Quanto às LGBTs, ainda persiste a violência policial, sobretudo às pobres e negras e travestis, como por exemplo: a batida policial no bar da Ângela no bairro Guamá em Belém do Pará, que contou com xingamentos, humilhações e extorsões feitas pelos policiais em janeiro de 2012. Se não bastasse a agressão vivida por Luana Barbosa; negra, lésbica e periférica, que foi brutalmente espancada em uma abordagem policial ao levar seu filho de 14 anos à aula de informática no ano de 2016. E não fica por aí, Guilherme Kieras e João Henrique foram agredidos por doze policiais militares no carnaval de São Paulo em 2019, sofreram com socos e um ‘mata leão’ que desacordou o primeiro. Basta! Vidas LGBT e Negras importam!

Exigimos

– Desmilitarização da PM!

– Uma polícia eleita pelos trabalhadores.

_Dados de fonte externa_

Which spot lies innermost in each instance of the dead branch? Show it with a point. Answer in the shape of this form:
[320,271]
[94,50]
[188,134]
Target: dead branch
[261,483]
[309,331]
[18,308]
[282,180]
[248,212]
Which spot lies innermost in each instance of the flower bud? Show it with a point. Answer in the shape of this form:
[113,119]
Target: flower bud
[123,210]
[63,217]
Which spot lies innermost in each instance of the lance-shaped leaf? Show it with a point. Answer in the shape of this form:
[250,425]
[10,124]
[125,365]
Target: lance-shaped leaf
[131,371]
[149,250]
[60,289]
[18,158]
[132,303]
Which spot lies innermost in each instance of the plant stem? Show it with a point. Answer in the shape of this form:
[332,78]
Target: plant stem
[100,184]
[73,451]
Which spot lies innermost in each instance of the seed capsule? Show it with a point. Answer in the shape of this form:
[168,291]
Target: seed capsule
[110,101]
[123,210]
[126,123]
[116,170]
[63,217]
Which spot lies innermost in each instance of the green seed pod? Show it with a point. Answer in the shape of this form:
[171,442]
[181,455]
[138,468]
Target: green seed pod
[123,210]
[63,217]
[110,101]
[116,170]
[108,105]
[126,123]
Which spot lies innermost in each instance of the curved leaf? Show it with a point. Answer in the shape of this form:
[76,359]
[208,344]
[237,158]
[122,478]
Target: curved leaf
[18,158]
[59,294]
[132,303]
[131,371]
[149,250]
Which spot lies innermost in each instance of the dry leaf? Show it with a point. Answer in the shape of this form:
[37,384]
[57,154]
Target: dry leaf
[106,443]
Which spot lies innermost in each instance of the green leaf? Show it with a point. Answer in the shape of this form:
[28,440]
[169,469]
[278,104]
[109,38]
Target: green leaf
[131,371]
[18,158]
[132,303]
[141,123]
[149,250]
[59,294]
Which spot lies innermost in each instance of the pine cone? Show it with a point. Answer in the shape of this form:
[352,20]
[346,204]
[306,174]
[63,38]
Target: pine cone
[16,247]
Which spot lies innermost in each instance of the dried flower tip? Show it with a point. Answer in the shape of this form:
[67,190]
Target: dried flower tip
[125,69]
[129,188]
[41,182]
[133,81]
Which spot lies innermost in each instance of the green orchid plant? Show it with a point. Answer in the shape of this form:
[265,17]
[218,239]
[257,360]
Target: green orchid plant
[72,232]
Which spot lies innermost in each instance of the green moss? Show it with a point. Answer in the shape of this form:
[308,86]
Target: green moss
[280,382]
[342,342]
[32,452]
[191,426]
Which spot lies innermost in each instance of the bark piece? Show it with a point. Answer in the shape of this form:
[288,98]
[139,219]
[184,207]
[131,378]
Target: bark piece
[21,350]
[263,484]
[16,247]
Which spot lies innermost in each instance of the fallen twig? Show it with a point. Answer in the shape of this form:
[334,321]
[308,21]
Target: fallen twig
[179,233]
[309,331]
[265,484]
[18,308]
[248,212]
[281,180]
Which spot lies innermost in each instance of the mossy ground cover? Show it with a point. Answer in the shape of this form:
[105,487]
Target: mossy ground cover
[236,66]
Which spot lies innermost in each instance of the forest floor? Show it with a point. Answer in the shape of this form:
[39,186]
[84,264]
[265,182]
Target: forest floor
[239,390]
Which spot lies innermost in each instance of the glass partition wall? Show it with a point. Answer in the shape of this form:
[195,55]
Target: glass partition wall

– Criação de casas abrigo para LGBTs vítimas de violência e em vulnerabilidade.

-Punição exemplar aos policiais agressores.

-Fora Bolsonaro, Mourão e seus capangas.

– Uma sociedade socialista sem opressão e exploração!

Referência:

[1] (Ditadura e Homossexualidades: Iniciativas da Comissão da Verdade do Estado de São Paulo “Rubens Paiva”, 2013).